Сопка по эту сторону была более пологой. Теперь шли вниз. Вниз катилось и солнце. Ребята косились на него — и шаг сам собой ускорялся.
Тропа нырнула в заросли шеломайника. Огромные лопастые листья смыкались над головой, образуя зеленую черепицу. И затхло, и душно, и сумрачно. Шагать скользко: под ногами голая сырая земля.
Едва вступили в заросли, как навалилась мошка — под листьями шеломайника ее постоянное дневное пристанище. Серое облачко, кружась, меняя очертание, не отставало от мальчишек.

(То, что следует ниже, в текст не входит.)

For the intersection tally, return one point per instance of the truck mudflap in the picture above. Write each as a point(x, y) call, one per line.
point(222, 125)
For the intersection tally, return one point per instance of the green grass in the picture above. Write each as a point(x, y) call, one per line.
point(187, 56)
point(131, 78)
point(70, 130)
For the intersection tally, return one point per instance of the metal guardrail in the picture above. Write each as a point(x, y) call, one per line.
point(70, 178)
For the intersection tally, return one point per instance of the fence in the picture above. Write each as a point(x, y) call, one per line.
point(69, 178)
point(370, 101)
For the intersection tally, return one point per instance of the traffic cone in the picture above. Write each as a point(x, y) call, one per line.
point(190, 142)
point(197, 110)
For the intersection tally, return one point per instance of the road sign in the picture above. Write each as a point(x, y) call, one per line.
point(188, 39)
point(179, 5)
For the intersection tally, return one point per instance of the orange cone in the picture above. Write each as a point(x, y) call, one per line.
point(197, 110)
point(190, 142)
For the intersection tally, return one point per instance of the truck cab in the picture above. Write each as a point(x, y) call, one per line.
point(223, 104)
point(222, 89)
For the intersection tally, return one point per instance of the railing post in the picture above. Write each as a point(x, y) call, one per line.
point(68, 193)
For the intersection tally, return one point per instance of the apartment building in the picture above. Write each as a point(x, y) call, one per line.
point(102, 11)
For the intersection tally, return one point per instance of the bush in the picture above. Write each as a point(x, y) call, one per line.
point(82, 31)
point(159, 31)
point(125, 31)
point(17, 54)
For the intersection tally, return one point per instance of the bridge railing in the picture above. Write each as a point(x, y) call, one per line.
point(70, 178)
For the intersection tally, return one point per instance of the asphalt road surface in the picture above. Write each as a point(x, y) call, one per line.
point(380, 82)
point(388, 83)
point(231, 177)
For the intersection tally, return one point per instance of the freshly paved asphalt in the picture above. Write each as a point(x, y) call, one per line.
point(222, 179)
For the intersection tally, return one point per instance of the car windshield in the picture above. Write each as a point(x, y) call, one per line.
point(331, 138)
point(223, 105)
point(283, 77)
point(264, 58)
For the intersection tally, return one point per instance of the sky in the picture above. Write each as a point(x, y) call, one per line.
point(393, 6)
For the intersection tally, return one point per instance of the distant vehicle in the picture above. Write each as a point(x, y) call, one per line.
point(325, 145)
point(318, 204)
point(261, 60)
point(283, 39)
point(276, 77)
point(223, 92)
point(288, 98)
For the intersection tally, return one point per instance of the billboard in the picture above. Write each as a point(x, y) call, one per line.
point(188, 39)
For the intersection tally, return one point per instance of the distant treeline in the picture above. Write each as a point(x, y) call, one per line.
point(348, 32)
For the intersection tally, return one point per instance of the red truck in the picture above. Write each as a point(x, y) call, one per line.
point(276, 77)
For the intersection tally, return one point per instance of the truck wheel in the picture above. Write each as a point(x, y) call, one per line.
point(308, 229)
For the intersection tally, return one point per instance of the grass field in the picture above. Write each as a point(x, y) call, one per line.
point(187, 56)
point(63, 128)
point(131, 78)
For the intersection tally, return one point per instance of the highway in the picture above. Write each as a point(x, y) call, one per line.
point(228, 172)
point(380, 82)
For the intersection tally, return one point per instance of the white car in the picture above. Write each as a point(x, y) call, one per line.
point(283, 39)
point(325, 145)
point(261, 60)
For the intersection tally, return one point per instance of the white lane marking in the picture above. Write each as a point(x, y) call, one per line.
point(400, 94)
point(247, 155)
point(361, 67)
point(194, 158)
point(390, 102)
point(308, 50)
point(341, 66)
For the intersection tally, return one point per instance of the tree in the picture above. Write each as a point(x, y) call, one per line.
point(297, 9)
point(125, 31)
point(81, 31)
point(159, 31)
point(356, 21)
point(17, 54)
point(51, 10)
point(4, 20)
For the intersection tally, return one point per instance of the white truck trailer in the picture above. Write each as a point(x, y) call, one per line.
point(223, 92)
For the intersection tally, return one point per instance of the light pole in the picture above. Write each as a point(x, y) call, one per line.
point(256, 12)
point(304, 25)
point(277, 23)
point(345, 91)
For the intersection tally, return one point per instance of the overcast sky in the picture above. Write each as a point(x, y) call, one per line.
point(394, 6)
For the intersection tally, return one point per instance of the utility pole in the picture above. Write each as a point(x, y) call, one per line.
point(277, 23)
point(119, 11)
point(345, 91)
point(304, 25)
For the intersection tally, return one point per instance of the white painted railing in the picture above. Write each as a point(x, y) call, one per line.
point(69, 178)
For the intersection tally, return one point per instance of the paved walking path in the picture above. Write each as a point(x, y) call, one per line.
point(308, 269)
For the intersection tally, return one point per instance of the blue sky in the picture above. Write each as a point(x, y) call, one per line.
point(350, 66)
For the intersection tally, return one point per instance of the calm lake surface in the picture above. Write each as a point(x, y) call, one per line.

Мошка лезла в глаза, в уши, в нос, запутывалась в волосах и жгла, жгла, жгла… Она продолжала преследовать и тогда, когда ребята выбрались из травяных дебрей.
Генка сопел, остервенело расчесывая зудящее тело. Славка смастерил два веника из веток и без передышки размахивал ими, хлестал себя по спине, по ногам, куда только доставали руки.
— Не успеем вернуться, — отчаявшись, заныл он и тут же поперхнулся, закашлялся — гнус попал в горло. Славка с завистью смотрел в коричневый затылок Анелькута — головой даже не шевельнет, знай пощелкивает орешки, шелуша на ходу шишки кедрача. Спросил:
— Ты что, дубленый?
— Он не закалялся, как некоторые, — подкусил Генка.
Славка зло посмотрел на товарища, не ответил.
Смеркалось. Сразу надвинулись сопки, скучились заросли. Тропинка вдруг запружинила. Это начиналась приморская тундра.
Ребята вышли на волнистую низину. По ней кое-где были раскиданы кусты жимолости с нежно-зелеными, будто просвечивающимися листиками. Ягода уже переспела: покрытые сизо-голубоватым налетом плоды сморщились и удлинились, были слаще обычного. Анелькут и Генка походя хватали ягоду, а Славка до того утомился, что даже лень протянуть руку. Усталость и мошка валили его с ног.
Анелькут остановился.
— Однако избушка, — сказал коряк, показывая на маячившее впереди, за кустарником, приземистое строение.
— Пошли отдохнем, — промямлил Славка. Ему уже было не до зверей, не до шпиона.
Крадучись, прислушиваясь, подобрались к избушке.
— Дверь-то подперта. Значит, никого нет. — Анелькут мягко шагнул в своих торбасах и убрал палку.
— Пойдемте, чего ждать? — Генка двинулся вперед, чиркнул спичкой. — Зимовье. Охотники тут отдыхают.
Анелькут отрицательно мотнул головой.
— Нет нар, оленьих шкур тоже, чайника…
Славке все безразлично, сразу же разлегся на полу.
Анелькут повел носом.
— Однако рыба?..
Опять чиркнули спичку. На стене, за чугунной печкой, из угла в угол протянута бечева, на которой висела сушеная корюшка.
— С моря кто-то принес, — пояснил Анелькут.